US Congress votes on deadlines to end Iraq war

A Democratic Party plan to withdraw US combat troops from Iraq by next year passed a key test in the House of Representatives…

A Democratic Party plan to withdraw US combat troops from Iraq by next year passed a key test in the House of Representatives today, but the Senate failed to impose a similar deadline for ending the  4-year-old war.

On a mostly partisan 36-28 vote, the House Appropriations Committee approved a $124.1 billion emergency spending bill, including $95.5 billion to continue fighting wars in Iraq and Afghanistan this year.

The legislation, which could be debated in the full House as early as next week, would set strict conditions on continuing the Iraq war for the next 18 months and would end U.S. combat there by Sept. 1, 2008.

The White House has threatened a presidential veto of the measure, which first faces tough going in the Senate.

READ MORE

"We are trying to deliver a message to the politicians in Iraq that we are not going to sit around forever watching them dither, watching them refuse to compromise, while our troops die," House Appropriations Committee Chairman David Obey, a Wisconsin Democrat, said as his panel began a sometimes-heated debate on the war.

The legislation marks the first time a congressional committee voted to put binding limits on the duration of the 4-year-old war in Iraq.

As the House panel voted, the Senate debated a separate Democratic resolution encouraging President George W. Bush to bring US troops home by March 31, 2008.

That measure failed on a 50-48 vote in which 60 votes were needed for passage, but anti-war senators may try again in the spending measure.

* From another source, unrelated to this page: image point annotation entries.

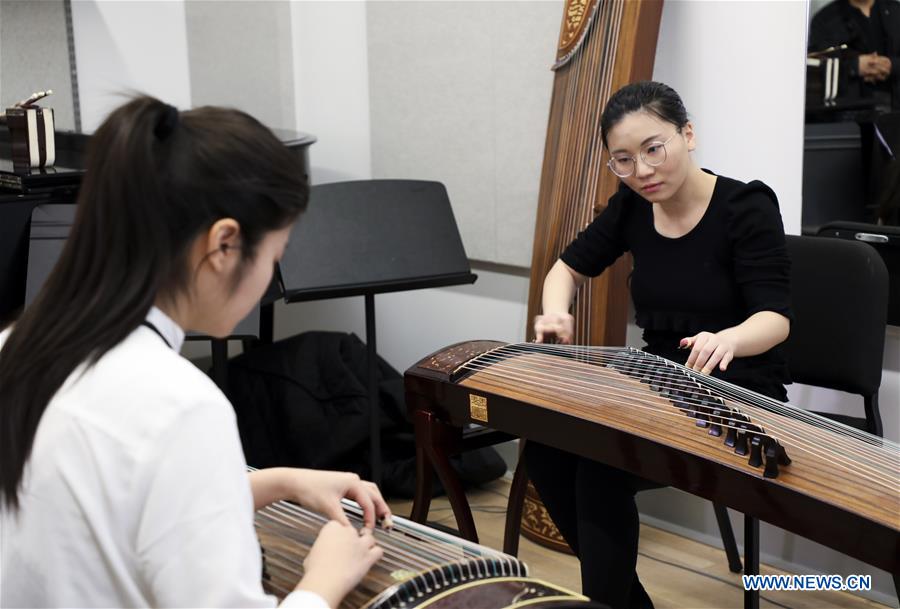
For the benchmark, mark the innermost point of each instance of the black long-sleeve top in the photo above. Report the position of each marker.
(732, 264)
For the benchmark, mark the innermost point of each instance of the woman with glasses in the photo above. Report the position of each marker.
(710, 288)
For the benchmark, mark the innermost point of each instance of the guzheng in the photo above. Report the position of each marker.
(807, 474)
(421, 566)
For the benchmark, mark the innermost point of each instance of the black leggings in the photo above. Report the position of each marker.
(593, 506)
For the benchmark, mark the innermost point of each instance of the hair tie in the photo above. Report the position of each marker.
(166, 123)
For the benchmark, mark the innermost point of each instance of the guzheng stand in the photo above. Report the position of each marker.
(372, 237)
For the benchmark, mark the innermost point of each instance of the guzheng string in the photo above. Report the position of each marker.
(874, 461)
(815, 420)
(788, 411)
(409, 548)
(874, 458)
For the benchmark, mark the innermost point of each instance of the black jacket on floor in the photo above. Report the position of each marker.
(302, 402)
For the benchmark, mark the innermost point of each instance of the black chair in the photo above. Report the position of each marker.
(886, 241)
(839, 292)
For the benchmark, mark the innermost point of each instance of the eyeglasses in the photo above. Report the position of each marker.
(653, 154)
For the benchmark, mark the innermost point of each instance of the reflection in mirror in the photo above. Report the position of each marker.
(852, 140)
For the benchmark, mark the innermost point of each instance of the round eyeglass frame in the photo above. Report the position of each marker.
(643, 158)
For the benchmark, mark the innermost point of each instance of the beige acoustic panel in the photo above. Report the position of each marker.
(460, 93)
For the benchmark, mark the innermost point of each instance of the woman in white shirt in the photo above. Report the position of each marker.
(122, 480)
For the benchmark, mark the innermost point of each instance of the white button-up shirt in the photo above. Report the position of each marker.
(136, 492)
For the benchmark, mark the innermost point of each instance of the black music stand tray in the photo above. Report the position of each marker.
(371, 237)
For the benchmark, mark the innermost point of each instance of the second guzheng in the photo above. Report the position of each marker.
(657, 419)
(421, 567)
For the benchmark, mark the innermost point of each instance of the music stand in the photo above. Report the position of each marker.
(372, 237)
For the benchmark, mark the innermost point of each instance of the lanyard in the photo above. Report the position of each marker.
(155, 329)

"This is a process. Step by step, we're moving towards having our soldiers, sailors, and Marines return home from Iraq. That is what this is all about," Senate Majority Leader Harry Reid, a Nevada Democrat, told reporters before the vote.

Even if congressional Democrats fail to enact legislation to end the increasingly unpopular war, they are hoping to accomplish two things - to deliver on last year's campaign promise that they would try to bring the troops home and to apply pressure on the Iraqi government to take more responsibility for security.